Memory.
Memory distance may differ from learner to learner to a considerable extent. With different
learners,
one of three types of memory may preponderate. These types are auditive memory, visual memory and motor memory. Students with a predominating auditive memory are probable to develop the phonic skills supplementary effortlessly than the graphic ones.
Learners with a predominating visual memory may find it easier to develop the graphic skills. The teacher must be responsive to those differences to ensure the realization of the principle of the priority of the phonic over graphic skills. The learners with short memory span may have trouble with all four skills. Motor memory will facilitate the development of the articulator basis of phonic and graphic type (correct pronunciation and good spelling). It will also reinforce the development of the four skills.
Imitative ability.
Imitative ability is severely connected with motor memory and manifests itself in a capability to differentiate, imitate, and reproduce foreign sounds. Tone-deaf learners on one hand, and lispers and stutterers on the other, will have enormous, sometimes overwhelming, difficulties in learning the appropriate articulator basis of the foreign language.

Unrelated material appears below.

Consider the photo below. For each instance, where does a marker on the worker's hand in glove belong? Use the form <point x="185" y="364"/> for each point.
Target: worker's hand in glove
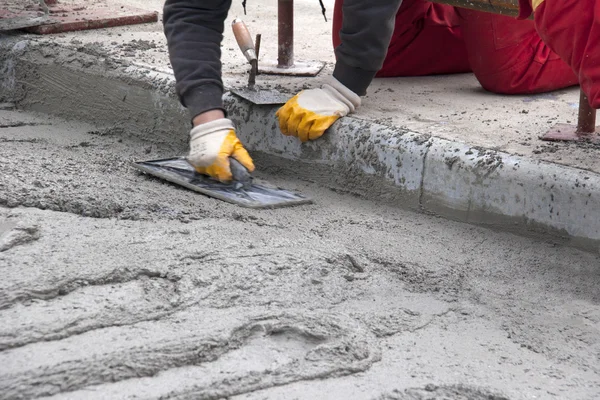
<point x="308" y="114"/>
<point x="211" y="145"/>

However, it is reassuring to know that people who stutter or exhibit some other speech defects in their native language (e.g. disability to articulate proper Polish /r/) may be free of those difficulties in a foreign language.
Intelligence.
Intelligence is dissimilar from wide-ranging linguistic capability. Intelligence as manifested in language learning may be semantic or structural. Semantic intelligence facilitates avaricious and learning meanings, while structural intelligence enables the learner to arrange and coordinate forms. Reading materials must be adapted to the level of intellectual development of the learners.